I am the 'superuser' and all users have access to the Z: drive.

 

[psemianonymous]

1. I recommend you re-JOIN the default workgroup in the Workgroup Administrator, just to set things back to normal, and ensure you're using your special workgroup only when you explicitly want to.

2. I don't know exactly how it works, but sometimes DOS/Command-line stuff doesn't like spaces in filenames. Find the equivalent FOLDER~1\ nomenclature and use it for your db. This one is guessing, and depends on your version of Access as much as anything else.

3. This is an entirely different problem from what you stated above. Now you don't have enough permissions when using a shortcut? I still recommend you do the syscmd test - see what workgroup you are Actually using instead of what you think you're using. This sounds like you accidentally set up all the permissions in your default System.MDW file, THEN created your PD.MDW file, THEN made the shortcut, and THEN are not able to enter the database because you have all your users and permissions set elsewhere. This is the only way I can explain the behavior.


really, though, I'm stumped. Come back with a list of the following if you're still stumped:

1. What workgroup file you're currently JOINed to in the Workgroup ADministrator. Full path & file.

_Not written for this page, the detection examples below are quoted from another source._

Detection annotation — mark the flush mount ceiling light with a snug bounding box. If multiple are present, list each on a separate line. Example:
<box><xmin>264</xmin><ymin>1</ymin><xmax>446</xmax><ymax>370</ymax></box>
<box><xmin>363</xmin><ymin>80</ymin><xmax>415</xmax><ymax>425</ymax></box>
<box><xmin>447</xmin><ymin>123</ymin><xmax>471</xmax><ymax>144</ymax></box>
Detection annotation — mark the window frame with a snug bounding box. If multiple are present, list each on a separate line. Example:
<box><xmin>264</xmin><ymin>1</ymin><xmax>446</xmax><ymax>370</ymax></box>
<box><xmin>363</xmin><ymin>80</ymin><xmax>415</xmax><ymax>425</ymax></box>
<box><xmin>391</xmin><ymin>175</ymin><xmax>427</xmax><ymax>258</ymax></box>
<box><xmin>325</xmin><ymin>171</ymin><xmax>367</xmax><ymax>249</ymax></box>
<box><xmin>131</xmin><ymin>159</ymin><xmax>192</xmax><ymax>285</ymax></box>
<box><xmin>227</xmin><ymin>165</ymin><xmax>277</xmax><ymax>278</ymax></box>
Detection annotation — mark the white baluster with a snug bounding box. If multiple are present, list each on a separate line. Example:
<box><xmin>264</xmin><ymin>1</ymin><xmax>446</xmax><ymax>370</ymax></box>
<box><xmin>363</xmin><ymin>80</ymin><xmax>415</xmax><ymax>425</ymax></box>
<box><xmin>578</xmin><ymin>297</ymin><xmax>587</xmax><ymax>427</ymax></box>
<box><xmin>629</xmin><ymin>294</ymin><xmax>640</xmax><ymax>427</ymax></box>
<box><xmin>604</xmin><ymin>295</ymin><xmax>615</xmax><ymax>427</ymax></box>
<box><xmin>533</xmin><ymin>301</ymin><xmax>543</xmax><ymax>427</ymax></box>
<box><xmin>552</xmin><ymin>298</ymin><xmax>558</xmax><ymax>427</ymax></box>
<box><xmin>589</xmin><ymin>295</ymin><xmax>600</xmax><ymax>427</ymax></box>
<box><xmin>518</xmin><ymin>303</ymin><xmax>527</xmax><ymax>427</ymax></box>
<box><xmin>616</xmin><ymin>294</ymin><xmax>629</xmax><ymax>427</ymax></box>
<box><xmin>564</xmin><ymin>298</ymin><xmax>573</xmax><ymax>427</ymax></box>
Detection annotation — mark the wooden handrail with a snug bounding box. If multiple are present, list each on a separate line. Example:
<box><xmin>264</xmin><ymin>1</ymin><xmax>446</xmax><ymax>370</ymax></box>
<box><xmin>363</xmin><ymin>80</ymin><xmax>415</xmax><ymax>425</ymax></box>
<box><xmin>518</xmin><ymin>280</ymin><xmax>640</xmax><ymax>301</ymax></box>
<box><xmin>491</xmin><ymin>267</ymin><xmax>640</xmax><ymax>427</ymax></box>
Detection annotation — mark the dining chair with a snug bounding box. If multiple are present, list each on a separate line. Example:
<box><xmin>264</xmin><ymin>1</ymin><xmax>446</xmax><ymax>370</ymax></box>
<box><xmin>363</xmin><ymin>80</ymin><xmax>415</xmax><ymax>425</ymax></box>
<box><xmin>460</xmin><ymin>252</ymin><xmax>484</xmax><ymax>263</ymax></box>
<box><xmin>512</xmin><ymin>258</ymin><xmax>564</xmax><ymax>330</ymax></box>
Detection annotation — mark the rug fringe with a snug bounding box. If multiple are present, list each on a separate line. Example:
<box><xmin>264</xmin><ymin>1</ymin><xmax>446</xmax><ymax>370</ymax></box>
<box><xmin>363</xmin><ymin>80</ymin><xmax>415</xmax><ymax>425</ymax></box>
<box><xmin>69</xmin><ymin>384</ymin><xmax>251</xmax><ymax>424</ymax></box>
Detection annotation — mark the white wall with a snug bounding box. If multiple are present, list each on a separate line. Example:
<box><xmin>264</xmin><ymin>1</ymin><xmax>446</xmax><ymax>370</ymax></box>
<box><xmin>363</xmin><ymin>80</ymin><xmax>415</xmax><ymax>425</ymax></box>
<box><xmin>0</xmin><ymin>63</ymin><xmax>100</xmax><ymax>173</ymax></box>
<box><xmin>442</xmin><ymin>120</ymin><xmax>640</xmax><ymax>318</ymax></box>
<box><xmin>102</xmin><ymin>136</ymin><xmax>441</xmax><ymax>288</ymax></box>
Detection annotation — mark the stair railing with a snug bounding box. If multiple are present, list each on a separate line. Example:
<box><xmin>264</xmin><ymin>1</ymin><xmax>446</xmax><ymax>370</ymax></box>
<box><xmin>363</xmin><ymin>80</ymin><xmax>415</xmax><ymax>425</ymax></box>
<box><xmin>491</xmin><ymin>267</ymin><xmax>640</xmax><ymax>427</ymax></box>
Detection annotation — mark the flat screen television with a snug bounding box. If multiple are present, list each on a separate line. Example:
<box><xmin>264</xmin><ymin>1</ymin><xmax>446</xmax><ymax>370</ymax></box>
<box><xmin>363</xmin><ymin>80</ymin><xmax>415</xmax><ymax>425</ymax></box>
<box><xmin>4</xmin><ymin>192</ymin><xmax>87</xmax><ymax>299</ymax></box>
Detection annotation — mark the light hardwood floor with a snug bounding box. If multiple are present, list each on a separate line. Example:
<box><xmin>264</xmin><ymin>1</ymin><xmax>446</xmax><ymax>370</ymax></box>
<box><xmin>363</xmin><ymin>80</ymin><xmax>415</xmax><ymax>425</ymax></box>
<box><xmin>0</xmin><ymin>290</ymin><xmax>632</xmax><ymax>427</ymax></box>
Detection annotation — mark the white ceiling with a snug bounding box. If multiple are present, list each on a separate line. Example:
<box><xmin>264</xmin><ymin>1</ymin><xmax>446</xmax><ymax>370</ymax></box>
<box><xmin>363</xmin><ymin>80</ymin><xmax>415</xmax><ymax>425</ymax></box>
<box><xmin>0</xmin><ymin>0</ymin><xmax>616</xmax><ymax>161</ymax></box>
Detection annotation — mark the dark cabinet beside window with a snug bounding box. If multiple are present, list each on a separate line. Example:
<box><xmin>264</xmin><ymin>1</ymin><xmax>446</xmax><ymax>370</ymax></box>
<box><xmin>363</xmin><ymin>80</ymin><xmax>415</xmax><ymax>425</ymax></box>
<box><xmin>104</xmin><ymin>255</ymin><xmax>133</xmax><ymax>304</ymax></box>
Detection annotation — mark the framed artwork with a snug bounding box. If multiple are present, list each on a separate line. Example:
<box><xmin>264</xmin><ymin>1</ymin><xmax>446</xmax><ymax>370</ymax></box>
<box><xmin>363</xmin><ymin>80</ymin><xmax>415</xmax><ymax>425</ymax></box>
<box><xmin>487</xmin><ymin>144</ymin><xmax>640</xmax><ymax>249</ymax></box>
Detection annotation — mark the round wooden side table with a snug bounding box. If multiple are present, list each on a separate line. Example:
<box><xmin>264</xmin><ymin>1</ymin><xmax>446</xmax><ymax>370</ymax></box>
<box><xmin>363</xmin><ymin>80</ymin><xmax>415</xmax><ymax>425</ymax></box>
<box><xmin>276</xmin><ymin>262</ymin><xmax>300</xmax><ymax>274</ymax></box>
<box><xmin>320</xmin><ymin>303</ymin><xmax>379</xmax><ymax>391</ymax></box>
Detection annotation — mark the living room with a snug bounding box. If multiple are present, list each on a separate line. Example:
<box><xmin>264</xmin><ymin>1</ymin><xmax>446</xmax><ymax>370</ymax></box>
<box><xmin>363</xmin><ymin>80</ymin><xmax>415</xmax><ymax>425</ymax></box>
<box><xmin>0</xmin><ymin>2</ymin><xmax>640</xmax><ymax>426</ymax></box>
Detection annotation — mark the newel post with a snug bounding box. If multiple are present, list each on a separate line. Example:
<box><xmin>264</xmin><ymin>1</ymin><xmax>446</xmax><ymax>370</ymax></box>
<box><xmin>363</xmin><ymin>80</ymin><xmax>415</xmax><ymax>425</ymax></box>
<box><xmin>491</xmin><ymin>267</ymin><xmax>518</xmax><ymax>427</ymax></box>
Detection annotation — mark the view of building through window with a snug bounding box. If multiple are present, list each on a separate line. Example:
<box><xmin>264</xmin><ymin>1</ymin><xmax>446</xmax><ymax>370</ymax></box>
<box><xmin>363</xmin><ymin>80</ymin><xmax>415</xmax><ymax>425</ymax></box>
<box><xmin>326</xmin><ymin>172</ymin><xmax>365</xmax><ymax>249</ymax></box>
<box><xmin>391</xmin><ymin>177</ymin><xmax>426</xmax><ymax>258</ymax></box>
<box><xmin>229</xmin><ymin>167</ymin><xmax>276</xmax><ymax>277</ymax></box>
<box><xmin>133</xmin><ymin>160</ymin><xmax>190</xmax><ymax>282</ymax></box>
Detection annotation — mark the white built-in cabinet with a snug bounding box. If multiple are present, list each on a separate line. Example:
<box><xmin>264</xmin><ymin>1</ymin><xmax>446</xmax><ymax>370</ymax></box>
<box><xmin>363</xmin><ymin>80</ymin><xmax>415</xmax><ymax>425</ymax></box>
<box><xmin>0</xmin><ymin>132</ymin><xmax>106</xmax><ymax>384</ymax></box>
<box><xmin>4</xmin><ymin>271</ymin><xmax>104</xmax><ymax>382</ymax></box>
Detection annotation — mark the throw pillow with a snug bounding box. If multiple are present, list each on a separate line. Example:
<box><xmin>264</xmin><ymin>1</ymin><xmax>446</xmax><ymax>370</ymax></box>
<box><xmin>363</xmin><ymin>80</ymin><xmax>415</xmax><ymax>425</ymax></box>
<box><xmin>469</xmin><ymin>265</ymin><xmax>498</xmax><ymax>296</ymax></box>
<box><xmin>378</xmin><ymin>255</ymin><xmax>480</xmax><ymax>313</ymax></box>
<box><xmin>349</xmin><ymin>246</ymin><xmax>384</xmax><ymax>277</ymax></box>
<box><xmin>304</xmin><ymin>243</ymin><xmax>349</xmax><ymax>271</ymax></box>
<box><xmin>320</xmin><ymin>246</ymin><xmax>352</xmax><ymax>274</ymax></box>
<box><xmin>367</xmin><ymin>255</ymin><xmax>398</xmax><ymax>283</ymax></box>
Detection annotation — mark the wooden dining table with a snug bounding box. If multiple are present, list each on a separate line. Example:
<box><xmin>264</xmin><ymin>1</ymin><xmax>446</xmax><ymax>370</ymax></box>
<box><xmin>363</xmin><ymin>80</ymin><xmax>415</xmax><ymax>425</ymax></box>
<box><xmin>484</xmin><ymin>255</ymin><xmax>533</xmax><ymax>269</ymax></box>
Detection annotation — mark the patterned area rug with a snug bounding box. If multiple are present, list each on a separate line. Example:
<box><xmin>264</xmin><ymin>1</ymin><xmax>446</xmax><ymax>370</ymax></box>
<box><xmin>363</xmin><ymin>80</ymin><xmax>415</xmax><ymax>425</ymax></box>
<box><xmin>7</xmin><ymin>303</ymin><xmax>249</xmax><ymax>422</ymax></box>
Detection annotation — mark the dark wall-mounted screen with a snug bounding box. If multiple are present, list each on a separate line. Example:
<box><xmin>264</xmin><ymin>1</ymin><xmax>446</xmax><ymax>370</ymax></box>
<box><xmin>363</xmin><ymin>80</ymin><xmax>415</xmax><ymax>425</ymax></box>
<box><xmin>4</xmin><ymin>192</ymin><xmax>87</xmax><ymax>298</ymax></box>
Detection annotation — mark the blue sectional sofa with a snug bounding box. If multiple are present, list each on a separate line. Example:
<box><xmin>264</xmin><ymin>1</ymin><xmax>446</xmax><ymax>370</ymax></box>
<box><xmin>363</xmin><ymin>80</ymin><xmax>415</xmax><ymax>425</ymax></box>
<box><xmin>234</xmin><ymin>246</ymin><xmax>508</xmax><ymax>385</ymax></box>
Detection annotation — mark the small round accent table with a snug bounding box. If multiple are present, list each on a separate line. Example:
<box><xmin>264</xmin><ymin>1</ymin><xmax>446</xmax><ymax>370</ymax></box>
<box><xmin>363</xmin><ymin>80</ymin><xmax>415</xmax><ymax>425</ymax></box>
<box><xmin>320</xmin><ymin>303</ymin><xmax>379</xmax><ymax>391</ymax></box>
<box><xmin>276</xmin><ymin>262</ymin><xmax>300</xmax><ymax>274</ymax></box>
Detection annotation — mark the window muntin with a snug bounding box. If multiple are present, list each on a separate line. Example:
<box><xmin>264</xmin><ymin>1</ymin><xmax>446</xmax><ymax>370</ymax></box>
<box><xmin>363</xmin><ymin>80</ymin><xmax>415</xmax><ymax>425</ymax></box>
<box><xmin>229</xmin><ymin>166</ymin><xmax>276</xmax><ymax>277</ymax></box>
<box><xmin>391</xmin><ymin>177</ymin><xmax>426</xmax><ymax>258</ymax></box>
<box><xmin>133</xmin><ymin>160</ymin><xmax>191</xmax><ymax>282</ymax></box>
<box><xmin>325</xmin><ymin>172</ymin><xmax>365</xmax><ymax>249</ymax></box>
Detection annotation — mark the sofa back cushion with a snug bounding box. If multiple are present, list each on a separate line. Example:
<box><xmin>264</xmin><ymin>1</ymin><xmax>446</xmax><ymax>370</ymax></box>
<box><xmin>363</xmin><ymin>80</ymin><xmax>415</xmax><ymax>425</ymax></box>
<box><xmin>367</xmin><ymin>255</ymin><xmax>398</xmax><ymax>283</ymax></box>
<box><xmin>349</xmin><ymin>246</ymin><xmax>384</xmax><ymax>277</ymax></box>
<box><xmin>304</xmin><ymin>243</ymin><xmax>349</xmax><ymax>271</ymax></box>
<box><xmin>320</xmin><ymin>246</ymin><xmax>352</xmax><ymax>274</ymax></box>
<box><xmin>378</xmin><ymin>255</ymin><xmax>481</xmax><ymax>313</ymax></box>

2. The userlist of your System.MDW file. Yes, this means setting stuff back so you can get back into the system.MDW. For a shortcut, you can temporarily rename it to .MDB and open it, and look at the query "userlist" or something similar.

3. The userlist of your PD.MDW file.

4. The target of your shortcut. Copy/paste preferrable.

5. The owner of the database - this means going into User And Group Permissions and checking the owner. Note if the owner says "unknown". Tell me which workgroup you're using when you do this--either will work ( use ?syscmd(acSysCmdGetWorkgroupFile) )

6. Result of ?syscmd(acSysCmdGetWorkgroupFile) when the database "works". Full path/filename.

--
7. And now a small slice of permissions:
-Check the Users and Admin for permissions on the database itself--Open/Run; Open Exclusive; Administer
-check for your System.MDW
-check for your PD.MDW

 

[jrollins]

Thanks. I'll go thru this and report back. I think I understand why you're at the top of the experts list.